Dependency resilience is part of identity governance, not a separate reliability concern. Identity-aware gateways and access proxies sit in the control path for human, NHI, and service traffic, so a crash in a shared library becomes an access outage even when IAM policy is unchanged. That makes resolver stability, runtime observability, and dependency hygiene part of the governance surface. Practitioners should treat the access path as a governed system, not just a policy decision.

Blast radius, not policy correctness, is the real control variable in identity-aware infrastructure. The Pomerium case shows that a narrow defect in c-ares can disable the proxy that enforces access decisions. This is why NIST CSF resilience thinking matters alongside access control: if the enforcement layer fails, authorization intent never reaches users or workloads. Identity teams should evaluate how much of their access stack depends on shared libraries they do not directly operate.

Deep dependency bugs expose an identity operations gap that most teams under-model. Access reviews and privilege governance often focus on who can reach a system, not on whether the system’s enforcement path can survive malformed inputs or transient network states. That gap matters for NHI-heavy environments where proxies, DNS, and sidecars are always on the critical path. Practitioners should fold dependency fault tolerance into IAM and PAM risk reviews.

Memory-safety failures in infrastructure libraries are governance failures when they interrupt trusted access flows. The specific issue here was not credential abuse, but the operational consequence is similar: users lose access because the enforcement plane becomes unstable. That is a reminder that identity programmes need a broader failure model than policy misconfiguration alone. The implication is that availability and control enforcement are inseparable for modern access architectures.

Runtime debugging evidence is part of modern access assurance. The authors’ use of ASan and a reproducible test demonstrates how deep faults become governable only when teams can instrument the full path from request to cleanup. For identity architects, that means testability is not a developer luxury; it is part of operational assurance for access infrastructure.
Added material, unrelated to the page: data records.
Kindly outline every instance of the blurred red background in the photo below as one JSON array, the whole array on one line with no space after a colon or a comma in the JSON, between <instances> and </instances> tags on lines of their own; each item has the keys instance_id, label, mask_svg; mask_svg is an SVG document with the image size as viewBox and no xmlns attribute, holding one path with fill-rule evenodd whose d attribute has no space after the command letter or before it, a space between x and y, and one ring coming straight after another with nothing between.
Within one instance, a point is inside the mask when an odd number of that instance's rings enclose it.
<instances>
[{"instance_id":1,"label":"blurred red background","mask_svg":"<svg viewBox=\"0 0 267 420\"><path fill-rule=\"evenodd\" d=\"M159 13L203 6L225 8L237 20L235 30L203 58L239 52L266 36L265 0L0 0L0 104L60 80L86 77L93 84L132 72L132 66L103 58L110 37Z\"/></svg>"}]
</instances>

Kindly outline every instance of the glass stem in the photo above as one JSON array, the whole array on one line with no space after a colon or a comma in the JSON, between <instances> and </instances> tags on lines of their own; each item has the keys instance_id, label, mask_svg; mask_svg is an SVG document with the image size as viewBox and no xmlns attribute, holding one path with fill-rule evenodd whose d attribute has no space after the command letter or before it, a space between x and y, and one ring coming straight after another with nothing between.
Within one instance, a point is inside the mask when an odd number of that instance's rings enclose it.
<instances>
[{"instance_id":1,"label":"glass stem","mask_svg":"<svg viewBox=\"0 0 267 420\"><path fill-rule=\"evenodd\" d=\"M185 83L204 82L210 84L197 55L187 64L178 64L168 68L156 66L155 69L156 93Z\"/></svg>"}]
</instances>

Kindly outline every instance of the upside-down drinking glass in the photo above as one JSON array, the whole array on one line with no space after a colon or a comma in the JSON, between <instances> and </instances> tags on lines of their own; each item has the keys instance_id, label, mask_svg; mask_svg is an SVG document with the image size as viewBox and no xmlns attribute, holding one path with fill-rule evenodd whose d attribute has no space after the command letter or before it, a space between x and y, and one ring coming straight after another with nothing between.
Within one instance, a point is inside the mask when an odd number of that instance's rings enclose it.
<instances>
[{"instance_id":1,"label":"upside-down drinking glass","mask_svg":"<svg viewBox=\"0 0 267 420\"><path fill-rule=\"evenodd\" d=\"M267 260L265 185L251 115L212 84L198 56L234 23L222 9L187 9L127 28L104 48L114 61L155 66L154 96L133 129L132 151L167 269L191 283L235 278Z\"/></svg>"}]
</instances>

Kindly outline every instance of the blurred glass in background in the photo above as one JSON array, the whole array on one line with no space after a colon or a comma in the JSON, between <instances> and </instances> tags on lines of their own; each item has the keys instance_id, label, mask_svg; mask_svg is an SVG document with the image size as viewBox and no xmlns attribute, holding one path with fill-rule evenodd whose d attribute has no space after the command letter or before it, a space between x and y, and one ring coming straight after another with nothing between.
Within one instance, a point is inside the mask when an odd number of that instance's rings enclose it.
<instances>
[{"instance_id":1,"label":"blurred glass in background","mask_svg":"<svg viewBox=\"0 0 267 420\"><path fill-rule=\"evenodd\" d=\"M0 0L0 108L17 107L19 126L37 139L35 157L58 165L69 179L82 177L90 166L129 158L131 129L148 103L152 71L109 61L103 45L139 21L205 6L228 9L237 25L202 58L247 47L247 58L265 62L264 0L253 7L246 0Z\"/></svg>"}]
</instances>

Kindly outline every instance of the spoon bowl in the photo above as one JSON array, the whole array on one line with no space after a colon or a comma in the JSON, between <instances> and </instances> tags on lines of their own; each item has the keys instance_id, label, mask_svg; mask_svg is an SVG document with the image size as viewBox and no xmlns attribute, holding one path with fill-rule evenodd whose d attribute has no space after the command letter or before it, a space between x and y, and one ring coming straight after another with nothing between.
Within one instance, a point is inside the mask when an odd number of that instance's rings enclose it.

Teams should be able to prove the access plane behaves safely under abnormal network conditions.

From our research:
97% of NHIs carry excessive privileges, increasing unauthorised access and broadening the attack surface, according to Ultimate Guide to NHIs.
71% of NHIs are not rotated within recommended time frames, which means control drift often persists long after the initial deployment decision.
For deeper lifecycle context, review the Ultimate Guide to NHIs for visibility, rotation, and offboarding patterns that reduce dependency blast radius.

What this signals

Resolver resilience is becoming part of identity programme maturity. As more access decisions flow through proxies, gateways, and sidecars, teams need to assess whether a low-level library fault can interrupt authentication and authorisation paths. The programme signal is simple: if the access layer cannot survive abnormal DNS behavior, the identity control model is only partially enforceable.

A useful concept here is dependency blast radius: the distance between a library fault and the business service that loses access. Practitioners should shorten that radius by knowing exactly which runtime components sit between a request and a policy decision, then validating their failure behavior under load.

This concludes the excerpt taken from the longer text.